Winkleman tried to encourage male contestants to choose women on The Traitors
Winkleman tried to encourage male contestants to choose women on The Traitors - NIC SERPELL-RAND/CHANNEL 4

Claudia Winkleman has said she thinks male contestants were consistently chosen as Traitors on the eponymous BBC game show because men feel “threatened” by smart women.

In The Traitors a group of contestants compete amidst twists, turns and deceit for the chance to walk away with a huge cash prize.

In the second series of the show that was launched to huge success in 2022, two men – Paul Gorton and Harry Clark – and one woman Ash Bibi were initially picked to be traitors out of the line-up of the contestants.

But Bibi was later banished and a trio of men succeeded her.

“Another man, good, it’s like the olden days,” Winkleman, 52, told the contestants in an episode in January.

Now she has told The Guardian: “Maybe I shouldn’t have done, but I just had to say it.

“I was like ‘Come on, boys, what you need here is a really smart woman’, but they were threatened by them.”

British Army engineer Harry Clark took home the £95,150 prize pot
British Army engineer Harry Clark took home the £95,150 prize pot - PAUL CHAPPELLS

The Traitors meet in secret and decide who to eliminate while staying undetected. Meanwhile, the aim for the Faithfuls is to banish all of the Traitors before the game ends.

British Army engineer Clark took home the £95,150 prize pot in the most recent series after he deceived model Mollie Pearce into thinking he was a Faithful.

Strictly Come Dancing host Winkleman will return to screens on the second series of Channel 4’s The Piano, alongside renowned pianist Lang Lang and pop star Mika, as judges.
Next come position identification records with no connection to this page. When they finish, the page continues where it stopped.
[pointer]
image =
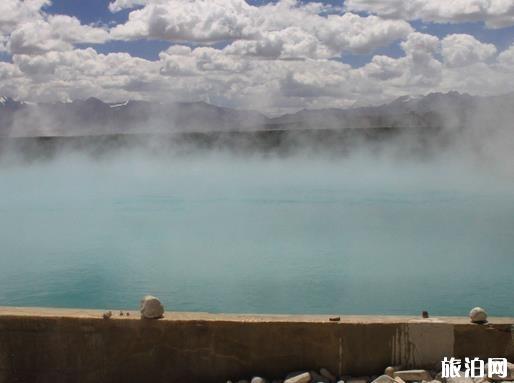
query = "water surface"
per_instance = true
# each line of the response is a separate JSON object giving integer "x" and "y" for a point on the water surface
{"x": 250, "y": 235}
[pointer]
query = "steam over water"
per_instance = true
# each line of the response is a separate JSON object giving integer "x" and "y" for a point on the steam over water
{"x": 222, "y": 233}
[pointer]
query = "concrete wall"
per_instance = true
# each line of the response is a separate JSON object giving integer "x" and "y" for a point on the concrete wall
{"x": 40, "y": 345}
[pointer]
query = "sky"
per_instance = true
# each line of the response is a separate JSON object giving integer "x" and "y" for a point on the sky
{"x": 272, "y": 56}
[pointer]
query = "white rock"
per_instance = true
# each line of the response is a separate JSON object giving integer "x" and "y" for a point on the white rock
{"x": 361, "y": 379}
{"x": 151, "y": 308}
{"x": 301, "y": 378}
{"x": 389, "y": 371}
{"x": 318, "y": 378}
{"x": 478, "y": 315}
{"x": 327, "y": 374}
{"x": 413, "y": 375}
{"x": 384, "y": 379}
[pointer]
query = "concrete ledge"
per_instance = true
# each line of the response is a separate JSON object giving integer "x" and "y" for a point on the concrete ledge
{"x": 61, "y": 345}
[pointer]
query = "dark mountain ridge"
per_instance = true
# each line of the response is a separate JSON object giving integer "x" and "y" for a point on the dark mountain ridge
{"x": 95, "y": 117}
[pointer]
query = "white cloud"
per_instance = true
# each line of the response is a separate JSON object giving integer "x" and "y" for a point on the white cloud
{"x": 460, "y": 50}
{"x": 283, "y": 29}
{"x": 495, "y": 13}
{"x": 279, "y": 57}
{"x": 119, "y": 5}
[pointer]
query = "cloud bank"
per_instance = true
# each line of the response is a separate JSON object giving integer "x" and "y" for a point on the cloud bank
{"x": 277, "y": 57}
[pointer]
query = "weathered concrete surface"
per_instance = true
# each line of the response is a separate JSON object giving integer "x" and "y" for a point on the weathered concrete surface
{"x": 41, "y": 345}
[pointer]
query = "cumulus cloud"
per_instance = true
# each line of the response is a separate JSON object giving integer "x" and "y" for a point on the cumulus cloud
{"x": 495, "y": 13}
{"x": 278, "y": 57}
{"x": 119, "y": 5}
{"x": 461, "y": 50}
{"x": 283, "y": 29}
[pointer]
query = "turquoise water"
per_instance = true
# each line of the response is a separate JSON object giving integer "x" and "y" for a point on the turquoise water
{"x": 225, "y": 234}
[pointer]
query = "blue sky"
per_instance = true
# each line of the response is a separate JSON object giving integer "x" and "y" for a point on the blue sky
{"x": 282, "y": 57}
{"x": 97, "y": 12}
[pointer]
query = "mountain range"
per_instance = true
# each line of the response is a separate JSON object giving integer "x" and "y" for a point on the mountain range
{"x": 95, "y": 117}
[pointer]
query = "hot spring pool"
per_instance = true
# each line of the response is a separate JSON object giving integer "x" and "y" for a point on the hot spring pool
{"x": 224, "y": 234}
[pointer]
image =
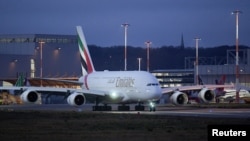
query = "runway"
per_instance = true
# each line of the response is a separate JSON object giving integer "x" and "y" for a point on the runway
{"x": 161, "y": 110}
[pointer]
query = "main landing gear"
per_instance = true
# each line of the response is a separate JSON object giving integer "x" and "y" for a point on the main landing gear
{"x": 101, "y": 108}
{"x": 123, "y": 107}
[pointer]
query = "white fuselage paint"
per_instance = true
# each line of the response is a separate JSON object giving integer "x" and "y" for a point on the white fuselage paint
{"x": 129, "y": 86}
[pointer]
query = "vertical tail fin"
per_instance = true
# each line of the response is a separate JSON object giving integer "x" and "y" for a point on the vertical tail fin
{"x": 20, "y": 81}
{"x": 86, "y": 61}
{"x": 220, "y": 91}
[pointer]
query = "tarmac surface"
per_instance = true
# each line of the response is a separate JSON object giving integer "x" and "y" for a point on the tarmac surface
{"x": 169, "y": 110}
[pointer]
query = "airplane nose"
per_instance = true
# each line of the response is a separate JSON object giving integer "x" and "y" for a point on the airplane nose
{"x": 155, "y": 92}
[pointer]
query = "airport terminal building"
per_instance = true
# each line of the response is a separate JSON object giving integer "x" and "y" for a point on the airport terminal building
{"x": 57, "y": 56}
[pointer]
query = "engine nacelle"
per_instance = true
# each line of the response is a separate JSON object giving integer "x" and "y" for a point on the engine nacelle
{"x": 179, "y": 98}
{"x": 29, "y": 96}
{"x": 206, "y": 95}
{"x": 76, "y": 99}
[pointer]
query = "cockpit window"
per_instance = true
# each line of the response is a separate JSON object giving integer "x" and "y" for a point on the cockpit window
{"x": 152, "y": 84}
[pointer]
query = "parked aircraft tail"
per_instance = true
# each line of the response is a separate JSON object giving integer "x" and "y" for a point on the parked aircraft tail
{"x": 220, "y": 91}
{"x": 86, "y": 61}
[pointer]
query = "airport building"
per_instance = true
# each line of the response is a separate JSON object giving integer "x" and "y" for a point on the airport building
{"x": 57, "y": 56}
{"x": 39, "y": 54}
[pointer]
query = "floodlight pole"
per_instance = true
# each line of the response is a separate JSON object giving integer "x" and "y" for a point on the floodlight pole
{"x": 125, "y": 25}
{"x": 148, "y": 45}
{"x": 237, "y": 12}
{"x": 139, "y": 63}
{"x": 41, "y": 62}
{"x": 197, "y": 58}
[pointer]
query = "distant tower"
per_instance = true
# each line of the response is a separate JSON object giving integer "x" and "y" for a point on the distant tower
{"x": 182, "y": 42}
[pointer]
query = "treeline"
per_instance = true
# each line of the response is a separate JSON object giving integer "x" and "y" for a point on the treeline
{"x": 165, "y": 57}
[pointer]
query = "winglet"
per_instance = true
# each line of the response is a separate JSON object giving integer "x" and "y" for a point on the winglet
{"x": 86, "y": 61}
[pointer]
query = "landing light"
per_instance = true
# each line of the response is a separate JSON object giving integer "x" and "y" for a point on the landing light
{"x": 114, "y": 95}
{"x": 151, "y": 104}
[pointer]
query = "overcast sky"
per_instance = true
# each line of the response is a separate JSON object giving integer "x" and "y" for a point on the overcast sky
{"x": 160, "y": 21}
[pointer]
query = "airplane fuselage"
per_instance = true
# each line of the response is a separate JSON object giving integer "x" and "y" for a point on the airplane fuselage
{"x": 124, "y": 86}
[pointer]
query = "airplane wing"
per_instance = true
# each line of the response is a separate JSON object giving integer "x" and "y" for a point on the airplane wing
{"x": 195, "y": 87}
{"x": 180, "y": 95}
{"x": 75, "y": 97}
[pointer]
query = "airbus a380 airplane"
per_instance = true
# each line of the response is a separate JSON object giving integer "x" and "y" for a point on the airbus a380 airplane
{"x": 120, "y": 87}
{"x": 107, "y": 87}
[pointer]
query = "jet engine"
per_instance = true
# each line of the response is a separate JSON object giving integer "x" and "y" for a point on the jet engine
{"x": 179, "y": 98}
{"x": 29, "y": 96}
{"x": 206, "y": 95}
{"x": 76, "y": 99}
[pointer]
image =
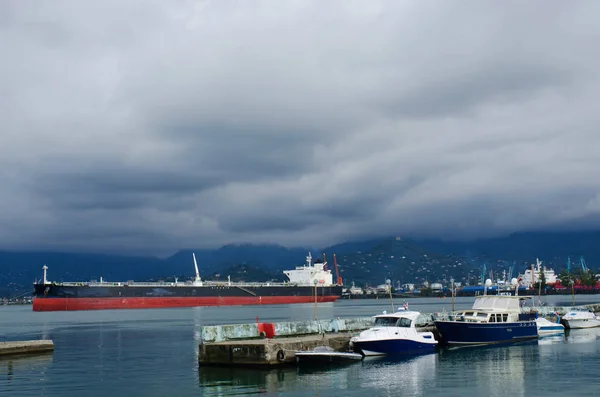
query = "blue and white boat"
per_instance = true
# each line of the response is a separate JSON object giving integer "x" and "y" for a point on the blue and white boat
{"x": 546, "y": 327}
{"x": 394, "y": 333}
{"x": 492, "y": 319}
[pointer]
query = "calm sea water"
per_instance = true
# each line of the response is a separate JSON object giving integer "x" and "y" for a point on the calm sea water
{"x": 154, "y": 353}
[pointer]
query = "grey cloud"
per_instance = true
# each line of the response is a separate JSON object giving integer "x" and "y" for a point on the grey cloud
{"x": 200, "y": 123}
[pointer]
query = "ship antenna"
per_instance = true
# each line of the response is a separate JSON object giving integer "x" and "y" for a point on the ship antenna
{"x": 196, "y": 266}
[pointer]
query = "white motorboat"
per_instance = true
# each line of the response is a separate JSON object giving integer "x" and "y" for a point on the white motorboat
{"x": 546, "y": 327}
{"x": 394, "y": 333}
{"x": 580, "y": 319}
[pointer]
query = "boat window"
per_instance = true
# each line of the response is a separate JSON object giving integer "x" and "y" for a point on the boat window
{"x": 386, "y": 321}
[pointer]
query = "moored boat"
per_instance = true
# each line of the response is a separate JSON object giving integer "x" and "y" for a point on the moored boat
{"x": 546, "y": 327}
{"x": 304, "y": 283}
{"x": 394, "y": 333}
{"x": 493, "y": 319}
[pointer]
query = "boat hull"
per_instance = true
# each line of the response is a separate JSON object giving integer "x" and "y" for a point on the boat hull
{"x": 326, "y": 358}
{"x": 70, "y": 298}
{"x": 394, "y": 347}
{"x": 581, "y": 323}
{"x": 472, "y": 333}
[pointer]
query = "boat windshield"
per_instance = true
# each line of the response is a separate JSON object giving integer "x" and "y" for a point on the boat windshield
{"x": 386, "y": 321}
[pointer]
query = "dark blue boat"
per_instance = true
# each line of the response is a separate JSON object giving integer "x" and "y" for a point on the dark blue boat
{"x": 493, "y": 319}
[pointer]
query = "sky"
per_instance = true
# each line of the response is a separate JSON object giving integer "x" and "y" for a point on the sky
{"x": 150, "y": 126}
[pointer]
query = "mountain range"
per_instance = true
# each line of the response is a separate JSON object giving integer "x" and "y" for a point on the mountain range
{"x": 369, "y": 262}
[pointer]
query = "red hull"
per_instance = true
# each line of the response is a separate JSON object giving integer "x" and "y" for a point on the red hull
{"x": 68, "y": 304}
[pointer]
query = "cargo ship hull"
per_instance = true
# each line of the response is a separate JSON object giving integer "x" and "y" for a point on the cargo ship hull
{"x": 56, "y": 297}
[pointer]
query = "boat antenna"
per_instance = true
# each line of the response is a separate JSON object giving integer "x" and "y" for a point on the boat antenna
{"x": 196, "y": 266}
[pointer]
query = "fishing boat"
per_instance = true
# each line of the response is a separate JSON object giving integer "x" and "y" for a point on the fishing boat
{"x": 308, "y": 283}
{"x": 492, "y": 319}
{"x": 546, "y": 327}
{"x": 394, "y": 333}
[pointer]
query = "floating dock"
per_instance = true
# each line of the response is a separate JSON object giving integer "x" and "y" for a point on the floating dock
{"x": 25, "y": 347}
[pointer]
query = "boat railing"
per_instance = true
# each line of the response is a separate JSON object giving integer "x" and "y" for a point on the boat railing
{"x": 180, "y": 284}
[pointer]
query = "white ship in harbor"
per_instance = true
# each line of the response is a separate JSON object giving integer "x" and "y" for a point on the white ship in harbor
{"x": 529, "y": 278}
{"x": 310, "y": 274}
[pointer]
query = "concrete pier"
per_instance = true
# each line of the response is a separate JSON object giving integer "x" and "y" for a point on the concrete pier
{"x": 250, "y": 345}
{"x": 25, "y": 347}
{"x": 273, "y": 344}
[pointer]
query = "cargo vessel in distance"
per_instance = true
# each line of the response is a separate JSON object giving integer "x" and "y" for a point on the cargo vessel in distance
{"x": 307, "y": 283}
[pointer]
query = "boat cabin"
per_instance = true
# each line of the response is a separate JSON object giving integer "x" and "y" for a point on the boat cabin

But she insists she could never learn a musical instrument: “I’m so unmusical, I once sang to Mika and Lang Lang and they made me sign a piece of paper promising I’d never do it again.”

A visually impaired 13-year-old girl named Lucy won the competition, having impressed the judges with her rendition of Debussy’s Arabesque.

Winkleman has inspired fashion trends including the return of the fringe and tartan skirts. Yet she said that with all her success she is “allergic to praise”.

She told The Guardian: “I think it’s both a female thing and an age thing. I absolutely love telly… but it’s only work.

“I’m a big believer in impostor syndrome. I try not to revel in successes because it’ll go.”